Chapter 15 lays out many of the distinct difficulties that special needs students can have with writing. First, students with LD know less about the recursive nature of the writing process, less about the features of good writing, different genres, the role of audience and the purpose of writing. They may fail to plan and organize their writing and they make more spelling, capitalization and punctuation errors. Students with LD also struggle with revising more than students without special needs.

So, how do we focus instruction for special needs students in the mainstream classroom? The first step is proper assessment. Curriculum Based Assessment, short probes administered to the entire class weekly or biweekly, will help the teacher to identify students who are at risk or who are not progressing at the same rate and level as the class average, monitor each student’s progress, identify a student’s specific strengths and weaknesses and plan instructional changes accordingly.

Dynamic Assessment will measure how students respond to instruction. In this kind of assessment, the student is given an opportunity to rehearse what he or she plans to write and is prompted to make notes before writing; after composing a draft, the student is asked to identify problems and suggest changes. Measuring growth only in terms of what the child can do independently does not provide a full picture. Measuring what a child can do with mediation provides  an estimate of the child’s developing abilities and gives a better look at the child’s potential.

The elements of successful writing programs for special needs students don’t necessarily differ from those that succeed in improving the writing of any other student. The difference is that special needs students often require more practice to gain mastery. Successful elements include:

Direct Instruction. In comparison to peers without disabilities, students with special needs require more intense and more explicit instruction. Perhaps mini-lessons presented to selected groups within the classroom, while other groups work on other aspects of writing, would be a way to offer additional review to students with special needs.

Self-regulated strategy instruction. Self-regulation techniques are successful for all students, but students with disabilities often need more scaffolding. The PLAN and WRITE mnemonics help students remember strategy steps.

Pay attention to the prompt

List main ideas

Add supporting ideas

Number your ideas

Work from your plan to develop your thesis statement

Remember your goals

Include transition words for each paragraph

Try to use different kinds of sentences

Exciting, interesting, million-dollar words.

The author contends that these mnemonics garnered positive results for students with LD and for students at all levels.

Other techniques for improving writing in special needs students are connecting reading and writing instructions, leveraging technology and utilizing speech recognition software. For many special needs students, word processing can improve writing by removing the need to write by hand and copy revisions. Spell check can also improve spelling. But some additional challenges, such as the need to learn how to type effectively, can become additional burdens.

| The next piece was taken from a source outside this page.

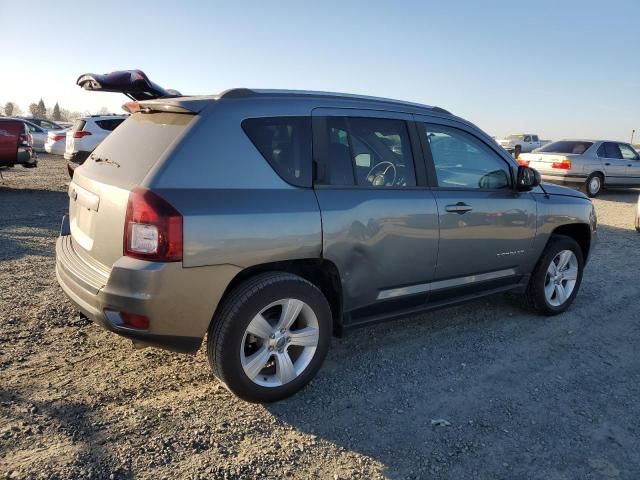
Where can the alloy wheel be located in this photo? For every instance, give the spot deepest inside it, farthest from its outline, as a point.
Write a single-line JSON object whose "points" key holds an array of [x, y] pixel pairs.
{"points": [[561, 277], [279, 342]]}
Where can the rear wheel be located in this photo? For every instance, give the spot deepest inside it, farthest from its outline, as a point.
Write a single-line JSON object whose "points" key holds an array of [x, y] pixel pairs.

Speech recognition software can be a great help to special needs students as can dictation. This chapter provides the details of a study of high school students in which students with and without LD wrote a series of essays using handwriting, dictation to a person and dictation to a computer using speech recognition software. Although students without LD scored similarly using all three methods, students with LD scored higher using both forms of dictation. The highest scores were seen when dictating to another person. This method can be used to help measure content knowledge in certain special needs students.